Não é uma lenda que hoje vos vou contar. Esse galeão que cruzou o Bojador, que não se amedrontou com Nepturno e o seu tridente, que não sucumbir às torrentes da Boa Esperança, que descansou nos mares calmos do Índico, descansa eternamente no fundo dos mares do estreito de Malaca.
A ganância desmesurada levou Afonso de Albuquerque a “atulhar”, o mais nobre galeão da sua armada, com os mais ricos tesouros pilhados aos Sultões da Malásia. Os fortes/ ricos, desde tempos imemoriais, sempre fizeram valer a sua força para pilhar aqueles que menos tinham!
Malaca era então o maior centro comercial do oriente e Afonso de Albuquerque queria presentear a corte do Rei D. Manuel I com os mais finíssimos tesouros. Flor de la Mar saiu de Malaca em direcção a Goa, mas não consegui atravessar o estreito… sucumbiu às correntes, desprendeu-se da vida e jaz morto nos fundos dos mares, ainda hoje, acredita-se, adornado com as mais belas pedras preciosas…
Hoje, em Malaca, esta réplica aloja o Museu Marítimo da cidade.
Add comment 2009/06/22
Malaca – “Welcome Home!”
Olho para ele de soslaio evitando a sua mirada, esquivo-me das várias tentativas que faz para me vender uma “pulseira da sorte”.
De repente, ambos os olhares se cruzam. Tinha uns olhos negros, dentes luzidios, lábios carnudos e uma tez mais do que gasta, queimada pelo sol. Pergunta-me, num inglês quase imperceptível, de onde eu era. Respondo-lhe que era português. Esboçou um sorriso, ergueu o olhar e disse: Welcome Home, my friend!
Aquelas palavras ecoavam no meu pensamento enquanto percorria o que restava da “Famosa”. Observo as dezenas de chineses que de plantão tiram fotos diante da Porta de Santiago. Detenho-me lendo a sinalética, que em inglês, explica que a Porta de Santiago, foi uma das quatro portas de entrada para a fortaleza portuguesa “a Famosa”.
A armada portuguesa, liderada por Afonso de Albuquerque, conquista Malaca em 1511 e de imediato constrói o forte de que, hoje, apenas resta a Porta de Santiago.

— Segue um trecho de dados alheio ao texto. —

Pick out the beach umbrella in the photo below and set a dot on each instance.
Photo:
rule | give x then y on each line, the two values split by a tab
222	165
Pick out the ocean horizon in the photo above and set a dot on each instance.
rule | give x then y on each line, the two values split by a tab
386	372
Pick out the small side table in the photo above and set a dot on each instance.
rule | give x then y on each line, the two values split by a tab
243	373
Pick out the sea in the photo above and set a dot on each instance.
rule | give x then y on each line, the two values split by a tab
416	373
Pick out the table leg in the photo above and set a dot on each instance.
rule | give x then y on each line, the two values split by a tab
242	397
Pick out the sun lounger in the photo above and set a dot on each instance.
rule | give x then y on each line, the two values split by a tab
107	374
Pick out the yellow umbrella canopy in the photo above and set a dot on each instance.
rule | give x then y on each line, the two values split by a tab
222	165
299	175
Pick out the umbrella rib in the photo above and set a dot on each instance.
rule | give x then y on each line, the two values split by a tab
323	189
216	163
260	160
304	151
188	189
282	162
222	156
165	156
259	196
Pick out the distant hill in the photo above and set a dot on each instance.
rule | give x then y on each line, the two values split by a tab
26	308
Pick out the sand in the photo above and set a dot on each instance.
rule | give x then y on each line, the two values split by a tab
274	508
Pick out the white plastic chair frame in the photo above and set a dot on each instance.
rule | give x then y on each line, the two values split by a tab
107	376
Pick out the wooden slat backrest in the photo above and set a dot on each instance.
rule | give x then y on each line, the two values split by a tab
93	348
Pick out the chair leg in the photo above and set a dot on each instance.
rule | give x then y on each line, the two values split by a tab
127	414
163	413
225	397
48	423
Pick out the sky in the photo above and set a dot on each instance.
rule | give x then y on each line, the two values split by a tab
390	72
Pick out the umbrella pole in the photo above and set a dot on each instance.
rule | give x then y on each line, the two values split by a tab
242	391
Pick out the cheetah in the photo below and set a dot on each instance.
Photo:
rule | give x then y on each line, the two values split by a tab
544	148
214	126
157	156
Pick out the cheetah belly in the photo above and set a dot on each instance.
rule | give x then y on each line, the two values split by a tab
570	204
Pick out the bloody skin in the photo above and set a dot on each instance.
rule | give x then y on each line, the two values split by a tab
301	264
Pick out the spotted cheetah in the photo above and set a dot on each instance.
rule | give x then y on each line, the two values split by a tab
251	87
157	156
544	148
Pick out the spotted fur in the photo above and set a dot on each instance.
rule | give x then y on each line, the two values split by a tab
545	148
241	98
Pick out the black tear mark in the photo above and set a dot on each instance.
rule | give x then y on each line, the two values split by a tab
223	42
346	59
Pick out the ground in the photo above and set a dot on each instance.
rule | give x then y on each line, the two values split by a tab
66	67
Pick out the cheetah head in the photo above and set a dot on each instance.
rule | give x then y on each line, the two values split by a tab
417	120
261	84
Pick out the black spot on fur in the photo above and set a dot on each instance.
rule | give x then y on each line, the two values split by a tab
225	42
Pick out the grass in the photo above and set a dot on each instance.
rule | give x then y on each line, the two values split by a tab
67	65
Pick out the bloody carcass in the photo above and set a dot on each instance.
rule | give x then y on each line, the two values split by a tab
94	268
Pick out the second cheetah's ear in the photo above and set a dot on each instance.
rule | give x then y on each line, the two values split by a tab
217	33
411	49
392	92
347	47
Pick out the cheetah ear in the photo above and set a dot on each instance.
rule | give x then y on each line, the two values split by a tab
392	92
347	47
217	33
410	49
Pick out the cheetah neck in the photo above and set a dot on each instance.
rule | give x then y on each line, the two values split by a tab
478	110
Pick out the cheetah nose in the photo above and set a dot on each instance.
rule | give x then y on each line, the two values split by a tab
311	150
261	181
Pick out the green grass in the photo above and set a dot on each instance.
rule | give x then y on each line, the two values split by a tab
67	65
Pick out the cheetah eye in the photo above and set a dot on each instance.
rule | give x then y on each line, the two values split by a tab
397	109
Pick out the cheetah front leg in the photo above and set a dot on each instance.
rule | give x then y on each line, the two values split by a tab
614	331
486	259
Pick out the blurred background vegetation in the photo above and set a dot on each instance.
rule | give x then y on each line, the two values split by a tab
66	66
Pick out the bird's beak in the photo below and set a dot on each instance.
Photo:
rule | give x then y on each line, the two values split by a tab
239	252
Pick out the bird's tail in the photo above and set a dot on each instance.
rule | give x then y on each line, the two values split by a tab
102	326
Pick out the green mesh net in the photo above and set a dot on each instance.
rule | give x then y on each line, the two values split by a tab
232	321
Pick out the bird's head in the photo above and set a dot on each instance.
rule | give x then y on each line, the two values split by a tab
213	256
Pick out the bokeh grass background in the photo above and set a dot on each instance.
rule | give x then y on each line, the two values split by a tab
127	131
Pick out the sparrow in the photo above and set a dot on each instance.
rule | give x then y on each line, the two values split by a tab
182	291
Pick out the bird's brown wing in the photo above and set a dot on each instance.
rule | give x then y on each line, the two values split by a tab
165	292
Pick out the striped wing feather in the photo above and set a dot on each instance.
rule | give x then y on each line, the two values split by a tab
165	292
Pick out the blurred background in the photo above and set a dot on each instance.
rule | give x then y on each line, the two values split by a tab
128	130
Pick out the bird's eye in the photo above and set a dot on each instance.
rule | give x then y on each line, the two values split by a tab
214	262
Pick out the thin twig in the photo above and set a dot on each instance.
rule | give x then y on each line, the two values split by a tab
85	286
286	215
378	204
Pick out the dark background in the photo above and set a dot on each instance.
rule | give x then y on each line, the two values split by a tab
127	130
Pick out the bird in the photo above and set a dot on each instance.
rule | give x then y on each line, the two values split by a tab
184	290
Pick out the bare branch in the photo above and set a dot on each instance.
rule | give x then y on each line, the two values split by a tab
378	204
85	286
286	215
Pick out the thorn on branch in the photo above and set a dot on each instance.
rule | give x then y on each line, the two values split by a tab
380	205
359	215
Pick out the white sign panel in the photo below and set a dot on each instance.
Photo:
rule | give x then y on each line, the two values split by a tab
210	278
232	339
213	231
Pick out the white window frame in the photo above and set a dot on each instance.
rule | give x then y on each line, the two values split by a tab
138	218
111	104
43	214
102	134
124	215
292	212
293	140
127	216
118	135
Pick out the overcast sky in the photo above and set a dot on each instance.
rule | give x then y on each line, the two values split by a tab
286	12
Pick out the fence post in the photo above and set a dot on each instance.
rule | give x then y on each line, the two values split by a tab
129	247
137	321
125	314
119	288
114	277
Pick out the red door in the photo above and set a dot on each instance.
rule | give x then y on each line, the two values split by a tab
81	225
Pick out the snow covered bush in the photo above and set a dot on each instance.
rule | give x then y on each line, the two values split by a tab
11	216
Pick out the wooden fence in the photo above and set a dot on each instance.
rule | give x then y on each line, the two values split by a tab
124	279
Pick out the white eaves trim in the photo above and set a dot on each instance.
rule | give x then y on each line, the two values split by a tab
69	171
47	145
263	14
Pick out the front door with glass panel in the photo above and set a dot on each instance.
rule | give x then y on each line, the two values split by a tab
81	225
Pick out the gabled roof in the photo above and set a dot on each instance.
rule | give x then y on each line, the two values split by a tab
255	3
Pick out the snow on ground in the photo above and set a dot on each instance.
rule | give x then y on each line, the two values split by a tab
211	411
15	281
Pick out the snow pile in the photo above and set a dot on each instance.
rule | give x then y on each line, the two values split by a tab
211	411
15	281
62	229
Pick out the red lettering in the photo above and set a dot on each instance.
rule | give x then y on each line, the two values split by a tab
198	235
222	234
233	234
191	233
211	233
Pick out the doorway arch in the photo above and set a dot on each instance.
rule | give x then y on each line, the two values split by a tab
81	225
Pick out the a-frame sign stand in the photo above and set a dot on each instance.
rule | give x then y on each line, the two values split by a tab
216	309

Reza a história que os portugueses usaram as pedras sagradas dos mausoléus e mesquitas muçulmanas, em conjunto com o trabalho escravo, para construir um forte, cujas paredes laterais atingiam os três metros de altura.
Albuquerque acreditava que Malaca seria a o porto de ligação entre o comércio de especiarias chinesas e a Europa, por isso, apressou-se a estabelecer defesas em torno de Malaca.
O forte resistiu durante mais de um Século, até ter sucumbido, em 1641, ao poderio da Companhia Holandesa das Índias Orientais.
Conta-se que no Séc. XIX, Sir Raffles, o fundador de Singapura, por amor à História, impede a destruição total da “Famosa”, deixando como marco, a “Porta de Santiago”.
No alto da penha ergue-se a Igreja de S. Paulo. Deparo-me com um grupo de músicos de rua que alegram os turistas naquela que outrora acolheu, ainda que temporariamente, os restos mortais do Missionário do Oriente: São Francisco Xavier.
Passo algum tempo a ler às várias inscrições gravadas singelamente nas várias pedras que ladeiam a Igreja. Lembram homens honrados, prestam homenagem a senhores, lembram vitórias e tempos de glória! Apresso o passo, cai a tarde e ainda quero beber uma cerveja fresca, olhando o mar rodeado daqueles que orgulhosamente dizem: sou português!!!!